Sykes, a middle-aged African American woman, has confronted her sexuality with genuine honesty and confessed to her own personal and professional missteps
When we air our dirty laundry, we begin to sleep a whole lot better.
I. M. Pei, the legendary Chinese-American architect passed away last week at the age of 102.
I came upon this beautiful obituary and found myself marveling at Pei’s incredible career.
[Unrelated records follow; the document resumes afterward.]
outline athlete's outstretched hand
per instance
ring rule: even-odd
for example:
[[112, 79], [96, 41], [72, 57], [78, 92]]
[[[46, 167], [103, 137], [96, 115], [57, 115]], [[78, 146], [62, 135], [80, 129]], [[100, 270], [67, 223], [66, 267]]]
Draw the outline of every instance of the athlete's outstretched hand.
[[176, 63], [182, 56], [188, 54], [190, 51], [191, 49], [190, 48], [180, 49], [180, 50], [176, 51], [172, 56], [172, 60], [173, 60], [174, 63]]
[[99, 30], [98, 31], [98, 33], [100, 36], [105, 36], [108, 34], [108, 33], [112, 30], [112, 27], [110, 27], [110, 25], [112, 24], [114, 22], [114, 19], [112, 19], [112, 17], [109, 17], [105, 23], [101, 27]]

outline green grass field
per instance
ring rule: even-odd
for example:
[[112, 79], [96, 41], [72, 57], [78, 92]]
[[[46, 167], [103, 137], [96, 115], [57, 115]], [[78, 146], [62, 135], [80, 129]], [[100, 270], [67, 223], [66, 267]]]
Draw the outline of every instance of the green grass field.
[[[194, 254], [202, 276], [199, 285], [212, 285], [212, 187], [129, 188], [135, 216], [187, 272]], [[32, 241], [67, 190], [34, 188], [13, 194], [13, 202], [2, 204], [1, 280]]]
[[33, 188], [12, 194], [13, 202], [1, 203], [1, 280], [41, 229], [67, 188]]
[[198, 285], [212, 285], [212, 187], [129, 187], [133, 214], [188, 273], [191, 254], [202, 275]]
Here was a man that dreamed big dreams and cultivated a reputation that afforded him the opportunity to realize them.
I. M. Pei put his passions front and center and stuck his neck on the line in service to his dreams.
That’s something we can all get behind.
My lady shared this great little podcast with David Brooks, the NYTimes columnist, in conversation with Tina Brown.
The former Vanity Fair editor quizzes Brooks’ on his new book The Second Mountain: The Quest For A Moral Life whose central theme got me all excited.
There are two mountains in life:
The one we grow up climbing, be it your dream job &/or the Kodak family.
The other being the one that lies within the depths of our soul.
For most of us, this second mountain shows itself in the wake of trauma. Following the loss of someone special or an unfortunate health diagnosis.
In order to reach our true potential we need to have the strength to venture down into the valley and listen to the silence.
Then we need to lace up our hiking boots and start climbing.
I came across this little video of David Bowie from the late nineties (how about that carrot top!) and his humble advice to aspiring artists.
It’s all too easy to succumb to the pressures of our peers and associates, to deliver work that satisfies the standards of the day.
Yet every time we do so we poison our inner voice, the one that yearns to reach for the stars.
When we slip and graze a knee it doesn’t help to pretend otherwise.
Owning up to our foibles is how we become better at life.